Admission to the con for a day has a base price of $35 Friday, $45 Saturday and $40 Sunday — or $75 for a three-day pass — when bought in advance. (Each ticket includes up to two free admissions for accompanied children under 10 years old.)
Add $10 to the ticket price if you buy at the door. And these and all other tickets include additional fees and tax.
So far we’re just talking about a basic pass. There’s a three-day VIP package offering special merchandise, as well as early admission Saturday and Sunday. That’s $199.99.
But let’s say you want the special Hemsworth VIP pass. After all, that guarantees you admission to his panel, a “speedpass” in his autograph and photo-op lines, a guaranteed photo op, a special Hemsworth badge and more — along with the regular VIP features.
For $474.99. Plus fees.
Too steep? Suppose you just stand in line with folks for a photo with Hemsworth. That’s $175. Yes, you and a friend can be in the photo.
Don’t forget the rules. Says Wizard World: “Keep hands above the waist, absolutely no kissing. Please pay attention for special restrictions a particular guest may have. Any inappropriate behavior may result in the forfeit of your photo op without refund … Glasses will often glare, if you do not mind removing them, we suggest you do. Glasses also make it nearly impossible for the photographer to verify if you blinked or not.” (The rules for the convention, also online, are really entertaining — and free to read.)
Still trying to budget, you think that maybe an autograph alone will satisfy. You can get Hemsworth’s on an 8-by-10 photo for $150, or an autograph on “everything else” for $200. After, of course, you have paid to get into the con.
Now, not every autograph and photo has that kind of price. An autograph from Henry Winkler or former CHiPS star Larry Wilcox can be had for $30. For that matter, you don’t have to seek autographs at all.
But for those people who want them, is the pricing fair? Is it reasonable for Hemsworth, who made a reported $5.4 million for co-starring in Avengers: Age of Ultron, to get premium rates for a little interaction with fans?
I talked about this with Eddie McClintock, the former North Canton resident and convention veteran, thanks to co-starring on the TV series Warehouse 13.
McClintock said his autograph has gone for $25 to $30 at conventions; an artist as well as actor, he also sells WH13 shirts that he designed. Unlike actors who are guaranteed a certain paycheck before a con regardless of their sales, McClintock said he gets his travel and hotel paid — then takes in only what he can make from merchandising.
And not all that money goes into his pocket; he said he has a manager who gets 10 percent of his earnings and a separate convention manager who also gets a percentage.
McClintock works pretty steadily. He has a guest shot coming up on Supergirl and is co-starring in a new series, Shooter, coming to USA Network. But WH13 ended two years ago, and that was the last time he had a regular role on TV. Conventions help pay the bills between jobs, not only for currently working actors but for ones whose careers have declined — but fans still want to see.

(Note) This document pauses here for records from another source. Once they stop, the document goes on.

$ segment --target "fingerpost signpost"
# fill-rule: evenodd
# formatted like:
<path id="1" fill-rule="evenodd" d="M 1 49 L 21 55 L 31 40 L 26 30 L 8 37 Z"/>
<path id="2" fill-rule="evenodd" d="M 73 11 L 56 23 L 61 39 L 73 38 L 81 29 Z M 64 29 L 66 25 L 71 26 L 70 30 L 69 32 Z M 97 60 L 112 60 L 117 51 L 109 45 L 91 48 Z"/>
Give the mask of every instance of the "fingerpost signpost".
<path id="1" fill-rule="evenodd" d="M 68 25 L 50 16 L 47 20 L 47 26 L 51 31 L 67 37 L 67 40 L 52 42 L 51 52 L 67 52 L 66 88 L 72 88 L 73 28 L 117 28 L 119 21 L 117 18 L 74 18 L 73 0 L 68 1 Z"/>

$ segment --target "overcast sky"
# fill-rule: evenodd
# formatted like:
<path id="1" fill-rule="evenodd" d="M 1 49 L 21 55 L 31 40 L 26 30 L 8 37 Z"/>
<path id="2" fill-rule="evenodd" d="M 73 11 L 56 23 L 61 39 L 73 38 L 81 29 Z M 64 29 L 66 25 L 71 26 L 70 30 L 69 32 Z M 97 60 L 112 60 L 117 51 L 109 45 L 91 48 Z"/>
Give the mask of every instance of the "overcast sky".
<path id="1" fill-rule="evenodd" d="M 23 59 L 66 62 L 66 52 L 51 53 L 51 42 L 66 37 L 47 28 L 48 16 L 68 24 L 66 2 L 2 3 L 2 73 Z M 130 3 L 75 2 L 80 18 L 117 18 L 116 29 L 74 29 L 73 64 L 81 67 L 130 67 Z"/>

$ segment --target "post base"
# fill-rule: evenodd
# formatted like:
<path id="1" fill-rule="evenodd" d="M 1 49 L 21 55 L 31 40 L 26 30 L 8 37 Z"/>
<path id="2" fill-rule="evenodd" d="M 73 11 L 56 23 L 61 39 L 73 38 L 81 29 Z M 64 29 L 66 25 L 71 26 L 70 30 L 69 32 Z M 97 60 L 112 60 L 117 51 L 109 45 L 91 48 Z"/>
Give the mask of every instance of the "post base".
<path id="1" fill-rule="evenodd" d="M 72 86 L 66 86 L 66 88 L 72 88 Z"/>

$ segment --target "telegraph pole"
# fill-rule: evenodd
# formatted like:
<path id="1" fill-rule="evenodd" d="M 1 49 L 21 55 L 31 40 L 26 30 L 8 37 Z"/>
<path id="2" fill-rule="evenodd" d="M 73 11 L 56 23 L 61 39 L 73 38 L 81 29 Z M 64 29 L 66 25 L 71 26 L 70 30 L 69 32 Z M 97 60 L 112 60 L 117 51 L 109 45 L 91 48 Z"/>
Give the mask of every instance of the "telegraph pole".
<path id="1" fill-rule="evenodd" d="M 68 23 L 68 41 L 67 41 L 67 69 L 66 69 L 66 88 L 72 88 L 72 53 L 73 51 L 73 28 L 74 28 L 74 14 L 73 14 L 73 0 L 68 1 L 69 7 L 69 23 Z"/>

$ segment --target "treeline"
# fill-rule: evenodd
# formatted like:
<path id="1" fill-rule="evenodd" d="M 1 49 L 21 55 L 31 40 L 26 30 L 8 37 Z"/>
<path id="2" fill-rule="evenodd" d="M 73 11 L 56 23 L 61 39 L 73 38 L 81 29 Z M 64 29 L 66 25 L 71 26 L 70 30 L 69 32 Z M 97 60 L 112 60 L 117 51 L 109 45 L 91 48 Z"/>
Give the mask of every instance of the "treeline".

Still, McClintock said he did not understand at first why fans would pay for that moment with him. Mark Sheppard, an actor who worked on WH13 and is still recurring on Supernatural, explained. “What do you love?” he asked McClintock. “I’m willing to spend money so I can invest in the things that I love.”
People “want to meet you,” McClintock said. “And I love meeting fans. I love being able to meet the people who’ve made it possible for me to have this life.”
Knowing that, he said, he tries to do more than simply move folks along. (Even those celebrities who rush people may be doing so because they have a long line of other admirers waiting, he said.)
McClintock does not hide behind his autograph table. “I like to hug people,” he said. He’ll talk to them about his own life, about being sober for 15 years. Fans then respond, whether by talking about sobriety in their own families or — in a memorable meeting with one woman — describing the struggle to come out to her parents.
“I want them to walk away feeling that [moment] was worth it,” he said. And if that’s the case with any celebrity, then the price was indeed right.